Example from that page adapted to question:
$dir = "/etc/php5/";
$path = "/webpath";
// Open a known directory, and proceed to read its contents
if (is_dir($dir)) {
if ($dh = opendir($dir)) {
while (($file = readdir($dh)) !== false) {
echo "$file";
}
closedir($dh);
}
}
See this question. I can't use that code:
function addFolderToZip($dir, $zipArchive, $zipdir = ''){
if (is_dir($dir)) {
if ($dh = opendir($dir)) {
//Add the directory
$zipArchive->addEmptyDir($dir);
// Loop through all the files
while (($file = readdir($dh)) !== false) {
//If it's a folder, run the function again!
if(!is_file($dir . $file)){
// Skip parent and root directories
if( ($file !== ".") && ($file !== "..")){
addFolderToZip($dir . $file . "/", $zipArchive, $zipdir . $file . "/");
}
}else{
// Add the files
$zipArchive->addFile($dir . $file, $zipdir . $file);
}
}
}
Please write an example for me. The second problem is too complex.

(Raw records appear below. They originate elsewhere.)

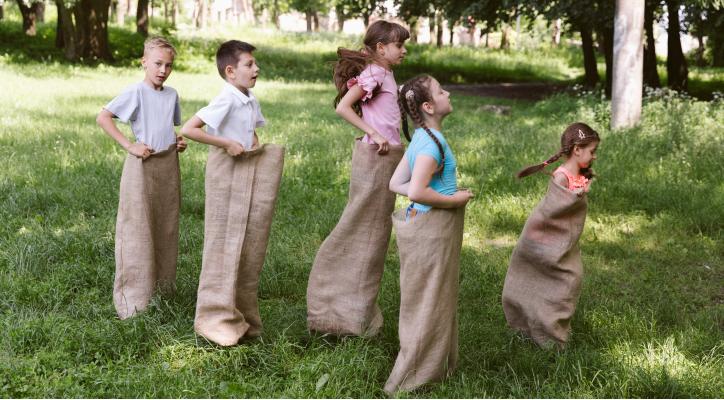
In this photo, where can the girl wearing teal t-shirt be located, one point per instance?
(426, 174)
(429, 238)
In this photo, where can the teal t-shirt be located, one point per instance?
(422, 143)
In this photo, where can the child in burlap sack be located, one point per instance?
(544, 276)
(345, 278)
(150, 196)
(242, 182)
(429, 238)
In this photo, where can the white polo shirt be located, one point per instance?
(233, 115)
(151, 113)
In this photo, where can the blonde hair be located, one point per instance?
(157, 42)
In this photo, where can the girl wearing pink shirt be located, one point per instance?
(345, 278)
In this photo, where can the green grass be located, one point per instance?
(649, 322)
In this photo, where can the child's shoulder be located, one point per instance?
(373, 69)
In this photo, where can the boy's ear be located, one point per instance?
(229, 71)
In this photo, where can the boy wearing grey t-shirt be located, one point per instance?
(242, 181)
(146, 245)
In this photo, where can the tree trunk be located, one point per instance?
(716, 36)
(605, 39)
(675, 62)
(438, 22)
(29, 17)
(275, 14)
(590, 66)
(98, 29)
(39, 11)
(308, 16)
(59, 42)
(340, 22)
(414, 22)
(142, 18)
(651, 75)
(556, 34)
(627, 63)
(67, 32)
(504, 43)
(431, 23)
(121, 12)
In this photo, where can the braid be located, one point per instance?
(539, 167)
(576, 134)
(412, 108)
(403, 117)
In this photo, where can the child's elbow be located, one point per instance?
(414, 195)
(100, 118)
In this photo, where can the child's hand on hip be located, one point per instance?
(463, 196)
(381, 142)
(234, 148)
(140, 150)
(180, 144)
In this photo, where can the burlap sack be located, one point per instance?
(345, 278)
(544, 277)
(146, 230)
(429, 246)
(240, 196)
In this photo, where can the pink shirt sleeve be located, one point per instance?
(370, 78)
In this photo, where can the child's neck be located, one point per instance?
(382, 63)
(152, 85)
(434, 122)
(240, 88)
(571, 166)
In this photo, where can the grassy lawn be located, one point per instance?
(649, 323)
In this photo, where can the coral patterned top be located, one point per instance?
(574, 182)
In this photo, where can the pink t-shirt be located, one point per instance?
(381, 111)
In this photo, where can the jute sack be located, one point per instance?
(240, 196)
(146, 230)
(429, 246)
(544, 277)
(345, 278)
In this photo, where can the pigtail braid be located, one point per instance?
(403, 117)
(539, 167)
(410, 97)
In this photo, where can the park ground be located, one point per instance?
(651, 315)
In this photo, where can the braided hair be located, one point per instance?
(351, 63)
(576, 134)
(413, 94)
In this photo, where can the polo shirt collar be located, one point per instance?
(238, 93)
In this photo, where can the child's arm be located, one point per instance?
(344, 110)
(105, 121)
(419, 190)
(192, 130)
(400, 180)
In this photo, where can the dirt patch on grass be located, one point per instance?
(514, 91)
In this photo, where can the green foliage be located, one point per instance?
(648, 322)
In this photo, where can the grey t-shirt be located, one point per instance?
(151, 113)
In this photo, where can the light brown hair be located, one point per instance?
(576, 134)
(351, 63)
(413, 94)
(158, 42)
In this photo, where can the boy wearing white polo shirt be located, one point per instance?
(242, 181)
(146, 239)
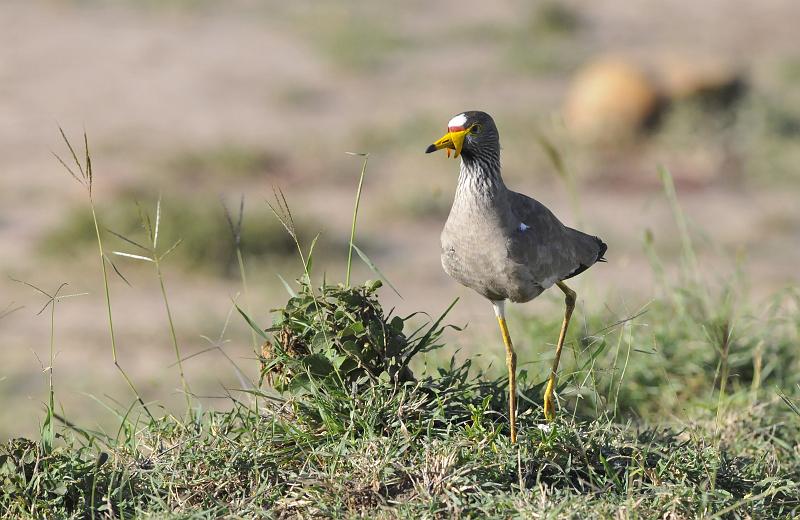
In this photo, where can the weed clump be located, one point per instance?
(341, 333)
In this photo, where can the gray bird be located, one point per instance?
(506, 245)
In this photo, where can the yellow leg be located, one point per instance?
(511, 363)
(569, 300)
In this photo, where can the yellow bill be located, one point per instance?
(452, 140)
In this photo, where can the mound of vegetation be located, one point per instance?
(346, 429)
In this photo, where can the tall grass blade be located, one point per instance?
(374, 268)
(355, 217)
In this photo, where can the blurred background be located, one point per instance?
(204, 102)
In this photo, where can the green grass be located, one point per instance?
(687, 408)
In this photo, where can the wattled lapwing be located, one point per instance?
(506, 245)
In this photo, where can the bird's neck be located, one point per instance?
(480, 178)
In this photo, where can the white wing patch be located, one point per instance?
(458, 120)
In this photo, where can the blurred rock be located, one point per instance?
(708, 80)
(610, 99)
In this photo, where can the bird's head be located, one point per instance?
(472, 134)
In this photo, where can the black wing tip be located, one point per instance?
(602, 250)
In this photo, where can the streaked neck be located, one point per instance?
(479, 177)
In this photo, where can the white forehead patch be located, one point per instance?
(458, 120)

When I use addfile function it will add and appear in the archive as a file and this great. Now when I use:
$z = new ZipArchive();
$z->open('test.zip')
for ($i=0; $i< $z->numFiles;$i++) {
$aZipDtls = $z->statIndex($i);
echo $aZipDtls['name'];
}
it now shows if I add a file in folder like that:
$zip->addFile('/path/to/index.txt', 'dir/newname.txt');
it show in the Winrar soft a dir then a file but in the code it shows it as one file.
Like that in winrar:
dir/
dir/newname.txt
In my PHP system, just only show one file without its dir, like that:
dir/newname.txt
This mean it's impossible to add a new file in a dir.
Difficult to know what you want, but here goes:
<?php
$zip = new ZipArchive();
$zip->open('test.zip');
$zip->addFile('/path/to/newname.txt','dir/newname1.txt');
$zip->addFile('/path/to/newname.txt','dir/newname2.txt');
$zip->addFile('/path/to/newname.txt','dir/dir/newname3.txt');
$zip->addFile('/path/to/newname.txt','dir/dir/dir/newname4.txt');
for ($i=0; $i< $zip->numFiles;++$i) {
$aZipDtls = $zip->statIndex($i);
echo $aZipDtls['name'],"\n";
}
$zip->close();
?>
Should cover all questions. That will unzip with exactly the structure you'd expect it to. The discrepancy is likely due to the way WinRar displays the archive structure.